在统一Monorepo中采用绞杀者模式剥离PHP单体至ScyllaDB、Rust与Go高性能架构


一个线上运行了数年的PHP单体应用,承载着核心业务逻辑,其用户画像实时写入模块正面临严峻的性能瓶颈。该模块负责处理高并发的用户行为事件,并将其更新到后端的MySQL数据库。随着流量增长,MySQL的写延迟和连接数压力已成为整个系统的主要短板,任何数据库的抖动都会直接引发雪崩效应。直接替换整个PHP应用风险过高,周期过长,因此剥离这个高负载的写密集型路径成为唯一可行的方案。

我们的目标是在不进行大规模重构的前提下,将这个关键路径迁移到一个新的、具备水平扩展能力和低延迟特性的技术栈上。整个演进过程必须在同一个代码库(Monorepo)中进行,以保证工程上的一致性和可管理性。

定义问题与架构权衡

核心问题是替换一个高并发、写密集的API端点。当前的POST /api/v1/profile/update接口由PHP实现,直接操作MySQL。新架构需要一个高性能数据库和一门能够充分利用硬件资源的语言。ScyllaDB因其与Cassandra兼容的API和基于Seastar框架的极致性能,成为数据库的理想选择。
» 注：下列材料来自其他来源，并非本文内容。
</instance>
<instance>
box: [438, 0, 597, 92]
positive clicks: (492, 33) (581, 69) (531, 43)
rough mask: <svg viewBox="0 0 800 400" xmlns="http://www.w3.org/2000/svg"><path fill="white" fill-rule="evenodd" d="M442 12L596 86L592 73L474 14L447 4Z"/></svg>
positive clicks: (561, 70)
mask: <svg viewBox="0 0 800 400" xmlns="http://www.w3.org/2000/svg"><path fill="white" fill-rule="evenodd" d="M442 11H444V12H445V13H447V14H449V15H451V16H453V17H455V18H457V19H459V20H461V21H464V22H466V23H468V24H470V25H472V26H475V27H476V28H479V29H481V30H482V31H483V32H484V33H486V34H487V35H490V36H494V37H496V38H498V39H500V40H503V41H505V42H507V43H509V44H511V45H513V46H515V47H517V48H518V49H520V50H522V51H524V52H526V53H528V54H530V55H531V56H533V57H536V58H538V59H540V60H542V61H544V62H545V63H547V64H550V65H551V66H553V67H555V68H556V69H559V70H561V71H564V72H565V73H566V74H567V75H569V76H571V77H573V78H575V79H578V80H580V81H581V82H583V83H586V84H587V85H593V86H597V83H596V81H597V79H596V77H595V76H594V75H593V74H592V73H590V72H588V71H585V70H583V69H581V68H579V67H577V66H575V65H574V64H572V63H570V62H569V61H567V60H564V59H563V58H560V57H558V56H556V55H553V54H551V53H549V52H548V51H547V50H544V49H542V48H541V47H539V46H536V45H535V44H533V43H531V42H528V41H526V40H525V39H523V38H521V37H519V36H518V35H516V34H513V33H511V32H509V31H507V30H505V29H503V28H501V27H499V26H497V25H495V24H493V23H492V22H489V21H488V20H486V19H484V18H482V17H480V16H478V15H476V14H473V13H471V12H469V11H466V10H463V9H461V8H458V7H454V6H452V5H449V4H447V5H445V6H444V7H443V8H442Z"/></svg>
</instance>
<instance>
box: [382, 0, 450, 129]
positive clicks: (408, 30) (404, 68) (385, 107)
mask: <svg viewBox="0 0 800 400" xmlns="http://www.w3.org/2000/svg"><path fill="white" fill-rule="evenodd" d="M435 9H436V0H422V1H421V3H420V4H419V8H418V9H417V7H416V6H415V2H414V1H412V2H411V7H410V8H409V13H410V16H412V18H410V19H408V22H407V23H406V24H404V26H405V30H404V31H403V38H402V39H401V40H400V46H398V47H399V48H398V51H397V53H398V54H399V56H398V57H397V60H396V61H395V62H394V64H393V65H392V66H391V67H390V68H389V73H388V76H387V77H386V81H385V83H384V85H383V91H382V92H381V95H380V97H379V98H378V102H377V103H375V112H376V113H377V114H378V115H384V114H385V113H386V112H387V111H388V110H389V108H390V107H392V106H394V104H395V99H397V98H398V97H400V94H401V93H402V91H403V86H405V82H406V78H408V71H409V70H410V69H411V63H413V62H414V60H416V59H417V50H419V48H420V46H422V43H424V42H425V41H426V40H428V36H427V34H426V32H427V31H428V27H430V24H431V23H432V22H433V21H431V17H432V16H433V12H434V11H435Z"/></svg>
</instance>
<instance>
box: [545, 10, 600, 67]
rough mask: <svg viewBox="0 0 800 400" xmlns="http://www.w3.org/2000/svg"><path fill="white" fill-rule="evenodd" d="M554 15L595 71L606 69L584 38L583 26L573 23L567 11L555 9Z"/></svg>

但在服务实现语言上,我们面临一个抉择:使用Go还是Rust?

方案A: 采用Go构建新服务

Go语言的并发模型基于Goroutine和Channel,非常适合构建高并发的网络服务。其简洁的语法、快速的编译速度以及强大的标准库(特别是net/http)使得开发和迭代效率非常高。在真实项目中,Go的工程成熟度和庞大的社区生态系统是重要的加分项。

优势:

  1. 开发效率高: 语法简单,上手快,团队成员能迅速形成战斗力。
  2. 并发处理成熟: Goroutine调度开销极小,能轻松应对海量并发连接。
  3. 生态系统完善: 无论是数据库驱动(gocql)、监控库还是RPC框架,都有成熟的生产级选择。

劣势:

  1. 性能极限: 虽然性能出色,但在CPU密集型计算和对内存布局有极致要求的场景下,其性能天花板低于Rust。GC的存在也可能引入不可预测的延迟(尽管现代Go GC已相当优秀)。
  2. 错误处理模式: if err != nil 的模式虽然直观,但在复杂的业务逻辑中容易变得冗长。

方案B: 采用Rust与Rocket框架构建新服务

Rust提供了与C++相媲美的性能,同时通过其所有权系统和借用检查器在编译期保证了内存安全和线程安全。这对于需要长期稳定运行、对延迟和资源消耗极其敏感的核心服务来说,具有巨大的吸引力。Rocket是一个功能强大且易于使用的Web框架,能让我们在享受Rust性能优势的同时,保持不错的开发体验。

优势:

  1. 极致性能与内存安全: 无GC、零成本抽象,能最大限度地压榨硬件性能,且杜绝了空指针、数据竞争等常见运行时错误。
  2. 强大的类型系统: 丰富的类型系统和模式匹配能在编译时捕获更多逻辑错误。
  3. 可预测的延迟: 没有GC停顿,使得服务延迟(p99, p999)更加稳定可控。

劣势:

  1. 学习曲线陡峭: 所有权和生命周期概念对开发者提出了更高的要求。
  2. 编译时间较长: 复杂的类型检查和优化导致编译速度慢于Go。
  3. 生态相对年轻: 虽然生态在迅速发展,但在某些特定领域的库选择上可能不如Go丰富。

最终决策:混合架构,各司其职

一个常见的错误是陷入“非此即彼”的技术选型思维。在评估了两种方案后,我们决定不选择单一技术,而是采用一种混合架构,让Go和Rust分别在它们最擅长的领域发挥作用。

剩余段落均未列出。